I have two more examples, Mr. Chair. One is the water technology development centre. This is a $160-million dedicated facility that we are building to test technology. What we are finding is that even if we have good ideas about how to test technology, our testing infrastructure has to keep up with the demand. There is enough motivation among these companies for the infrastructure not to be a bottleneck to progress that we are developing a dedicated, fit-for-purpose water technology development centre.
The last example is an eye-in-the-sky satellite. There is a Montreal company called GHGSat, which is about to launch a satellite that could dramatically increase the resolution of monitoring greenhouse gas emissions. Several of our companies are teaming up with this Montreal company in order to improve the information collection in the Canadian oil sands.
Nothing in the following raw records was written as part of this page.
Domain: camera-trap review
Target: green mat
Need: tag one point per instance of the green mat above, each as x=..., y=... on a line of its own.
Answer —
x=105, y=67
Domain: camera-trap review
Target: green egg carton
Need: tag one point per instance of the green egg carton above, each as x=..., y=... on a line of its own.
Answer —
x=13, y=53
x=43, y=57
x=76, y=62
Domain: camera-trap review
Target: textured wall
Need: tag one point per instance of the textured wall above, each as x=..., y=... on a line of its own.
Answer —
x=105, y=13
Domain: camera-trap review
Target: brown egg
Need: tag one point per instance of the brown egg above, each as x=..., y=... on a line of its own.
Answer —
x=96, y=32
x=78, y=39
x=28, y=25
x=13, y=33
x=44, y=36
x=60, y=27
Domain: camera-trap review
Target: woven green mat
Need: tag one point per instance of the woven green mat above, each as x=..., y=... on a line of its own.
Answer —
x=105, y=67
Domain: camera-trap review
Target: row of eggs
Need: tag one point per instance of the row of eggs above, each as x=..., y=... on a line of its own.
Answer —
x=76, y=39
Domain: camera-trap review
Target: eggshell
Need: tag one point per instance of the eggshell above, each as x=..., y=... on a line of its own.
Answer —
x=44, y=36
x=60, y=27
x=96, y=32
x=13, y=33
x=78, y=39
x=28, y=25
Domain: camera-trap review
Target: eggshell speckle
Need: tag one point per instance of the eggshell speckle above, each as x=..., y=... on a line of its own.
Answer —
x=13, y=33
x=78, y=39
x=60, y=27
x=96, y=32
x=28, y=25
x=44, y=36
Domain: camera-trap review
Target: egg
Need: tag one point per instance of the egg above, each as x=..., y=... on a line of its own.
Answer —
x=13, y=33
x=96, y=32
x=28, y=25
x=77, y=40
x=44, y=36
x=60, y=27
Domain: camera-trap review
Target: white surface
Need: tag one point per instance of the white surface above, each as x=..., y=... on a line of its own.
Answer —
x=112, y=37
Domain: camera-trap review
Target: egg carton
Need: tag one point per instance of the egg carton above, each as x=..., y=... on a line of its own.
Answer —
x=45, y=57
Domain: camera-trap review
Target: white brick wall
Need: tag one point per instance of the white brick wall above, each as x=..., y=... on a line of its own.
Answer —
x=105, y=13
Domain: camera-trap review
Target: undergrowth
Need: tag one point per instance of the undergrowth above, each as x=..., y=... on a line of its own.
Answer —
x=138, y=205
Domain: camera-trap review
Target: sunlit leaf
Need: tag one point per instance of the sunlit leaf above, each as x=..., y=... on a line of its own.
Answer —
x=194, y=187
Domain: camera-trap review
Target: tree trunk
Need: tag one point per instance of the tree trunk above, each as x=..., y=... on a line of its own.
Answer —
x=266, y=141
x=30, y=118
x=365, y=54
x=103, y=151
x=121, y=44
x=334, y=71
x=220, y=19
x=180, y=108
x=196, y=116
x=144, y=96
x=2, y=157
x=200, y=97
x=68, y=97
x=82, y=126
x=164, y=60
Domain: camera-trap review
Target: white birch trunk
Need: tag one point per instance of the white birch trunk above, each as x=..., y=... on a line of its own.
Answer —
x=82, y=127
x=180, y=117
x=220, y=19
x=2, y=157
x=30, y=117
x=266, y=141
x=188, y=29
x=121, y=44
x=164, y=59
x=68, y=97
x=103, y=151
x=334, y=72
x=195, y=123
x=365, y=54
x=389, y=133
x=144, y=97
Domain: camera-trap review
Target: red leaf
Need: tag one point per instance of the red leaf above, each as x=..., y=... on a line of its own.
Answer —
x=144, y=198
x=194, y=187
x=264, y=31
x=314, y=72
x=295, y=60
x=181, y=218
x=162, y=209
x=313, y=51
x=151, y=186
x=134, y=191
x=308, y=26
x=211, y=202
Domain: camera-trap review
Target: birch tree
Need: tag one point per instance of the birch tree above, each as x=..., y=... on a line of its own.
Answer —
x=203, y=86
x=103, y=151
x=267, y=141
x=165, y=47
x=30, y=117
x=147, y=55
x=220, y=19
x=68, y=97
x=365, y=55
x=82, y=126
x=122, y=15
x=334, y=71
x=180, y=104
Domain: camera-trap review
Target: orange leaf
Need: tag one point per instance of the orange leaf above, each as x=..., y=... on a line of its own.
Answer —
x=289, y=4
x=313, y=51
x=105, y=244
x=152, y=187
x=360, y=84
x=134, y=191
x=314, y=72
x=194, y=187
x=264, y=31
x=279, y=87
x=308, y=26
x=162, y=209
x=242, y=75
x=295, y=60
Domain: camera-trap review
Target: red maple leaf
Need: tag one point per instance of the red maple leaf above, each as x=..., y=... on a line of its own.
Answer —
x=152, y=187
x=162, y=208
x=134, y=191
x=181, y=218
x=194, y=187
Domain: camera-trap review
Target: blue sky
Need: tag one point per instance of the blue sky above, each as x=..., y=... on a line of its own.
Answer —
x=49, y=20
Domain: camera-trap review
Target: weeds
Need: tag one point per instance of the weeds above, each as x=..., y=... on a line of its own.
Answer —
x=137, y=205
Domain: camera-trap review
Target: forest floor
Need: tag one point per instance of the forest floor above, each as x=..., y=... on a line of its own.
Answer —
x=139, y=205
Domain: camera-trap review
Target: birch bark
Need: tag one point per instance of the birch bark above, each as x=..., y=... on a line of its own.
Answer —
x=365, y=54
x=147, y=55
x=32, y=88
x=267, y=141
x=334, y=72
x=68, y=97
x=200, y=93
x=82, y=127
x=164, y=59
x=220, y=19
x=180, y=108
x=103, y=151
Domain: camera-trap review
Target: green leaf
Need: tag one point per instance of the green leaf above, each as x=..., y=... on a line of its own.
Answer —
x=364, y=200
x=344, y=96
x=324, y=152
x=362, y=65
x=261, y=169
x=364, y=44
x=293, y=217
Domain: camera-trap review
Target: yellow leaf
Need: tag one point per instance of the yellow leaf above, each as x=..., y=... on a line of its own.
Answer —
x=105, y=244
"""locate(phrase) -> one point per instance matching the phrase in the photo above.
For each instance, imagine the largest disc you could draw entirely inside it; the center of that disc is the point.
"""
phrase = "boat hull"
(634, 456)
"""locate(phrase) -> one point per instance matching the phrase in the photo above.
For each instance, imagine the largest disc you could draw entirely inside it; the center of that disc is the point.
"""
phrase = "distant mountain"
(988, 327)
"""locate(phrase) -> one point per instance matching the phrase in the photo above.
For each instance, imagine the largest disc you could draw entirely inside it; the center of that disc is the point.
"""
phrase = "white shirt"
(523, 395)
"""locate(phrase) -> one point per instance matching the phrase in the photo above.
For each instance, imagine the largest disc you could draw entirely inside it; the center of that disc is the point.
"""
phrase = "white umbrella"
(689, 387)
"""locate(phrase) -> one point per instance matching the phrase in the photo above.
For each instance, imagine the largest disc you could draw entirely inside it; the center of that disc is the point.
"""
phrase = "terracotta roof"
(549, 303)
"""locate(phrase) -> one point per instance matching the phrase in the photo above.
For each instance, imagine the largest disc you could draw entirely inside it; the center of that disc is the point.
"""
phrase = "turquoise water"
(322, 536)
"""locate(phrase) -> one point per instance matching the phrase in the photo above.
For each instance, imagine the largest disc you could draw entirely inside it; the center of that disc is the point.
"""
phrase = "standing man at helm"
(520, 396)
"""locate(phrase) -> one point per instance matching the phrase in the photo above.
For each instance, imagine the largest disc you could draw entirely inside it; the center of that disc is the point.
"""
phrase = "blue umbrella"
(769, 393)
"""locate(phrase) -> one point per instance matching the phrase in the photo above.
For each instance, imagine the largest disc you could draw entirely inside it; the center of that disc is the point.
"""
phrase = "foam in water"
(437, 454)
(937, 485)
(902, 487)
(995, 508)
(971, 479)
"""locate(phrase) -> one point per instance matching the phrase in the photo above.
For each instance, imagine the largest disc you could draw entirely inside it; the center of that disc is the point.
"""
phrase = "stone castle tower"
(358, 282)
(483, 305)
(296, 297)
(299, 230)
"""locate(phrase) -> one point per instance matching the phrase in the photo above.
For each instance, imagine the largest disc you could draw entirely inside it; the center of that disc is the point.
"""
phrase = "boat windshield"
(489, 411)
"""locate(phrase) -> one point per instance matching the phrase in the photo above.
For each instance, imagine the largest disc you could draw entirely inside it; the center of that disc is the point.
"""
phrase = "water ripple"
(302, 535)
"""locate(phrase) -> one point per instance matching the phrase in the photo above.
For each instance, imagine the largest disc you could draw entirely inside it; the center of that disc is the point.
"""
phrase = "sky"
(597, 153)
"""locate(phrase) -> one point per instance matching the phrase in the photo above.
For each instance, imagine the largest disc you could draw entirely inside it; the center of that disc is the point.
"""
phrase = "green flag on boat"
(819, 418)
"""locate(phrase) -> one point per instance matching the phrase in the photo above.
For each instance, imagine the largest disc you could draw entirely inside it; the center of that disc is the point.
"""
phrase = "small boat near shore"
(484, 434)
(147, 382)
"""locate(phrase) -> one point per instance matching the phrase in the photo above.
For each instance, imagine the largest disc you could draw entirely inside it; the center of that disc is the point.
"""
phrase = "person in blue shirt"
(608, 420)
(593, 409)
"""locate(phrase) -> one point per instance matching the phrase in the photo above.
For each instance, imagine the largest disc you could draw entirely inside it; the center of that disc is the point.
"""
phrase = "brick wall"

Mr. Chair, my last slide is a sum-up of results to date of COSIA. We were launched about four years ago. We have completed and populated a planning framework. We have 104 written articulations of priority needs that we and our 39 associate members are distributing around the globe to key partners to accelerate the development of solutions. The total number of active projects in our portfolio right now is 252, with a $480-million price tag. The number of technologies actually shared is 819, which cost about $1.3 billion to develop. Those technologies are now being implemented, and the actual environmental impacts are being realized, such as, for example, our 36% decrease in freshwater use intensity.
We have developed an associate member program, now with 39 associate members, to increase our leverage and reach literally around the world. We have associate members from Israel and the U.K., and our hub members reach every continent.
We have been actually quite quiet since we were launched. We really felt that we needed substance in delivery before we started to talk about COSIA. We feel that that's there now, so 2016 is a year when we will be speaking a little more to key partners and key opinion leaders about what we are doing.
My last point is about our E-TAP, where not just associate members can plug into COSIA, but anyone—including anyone on this committee—who has a good environmental innovation idea. You can propose it to these oil sands companies for direct and immediate follow-up. Of course, as always, third party intellectual property is protected. These companies are willing to test third party technologies. We are not asking third parties to share. That is not the way the world works. Third party intellectual property is completely protected.
That is my presentation, Mr. Chair. I would be happy to answer questions to the best of my ability.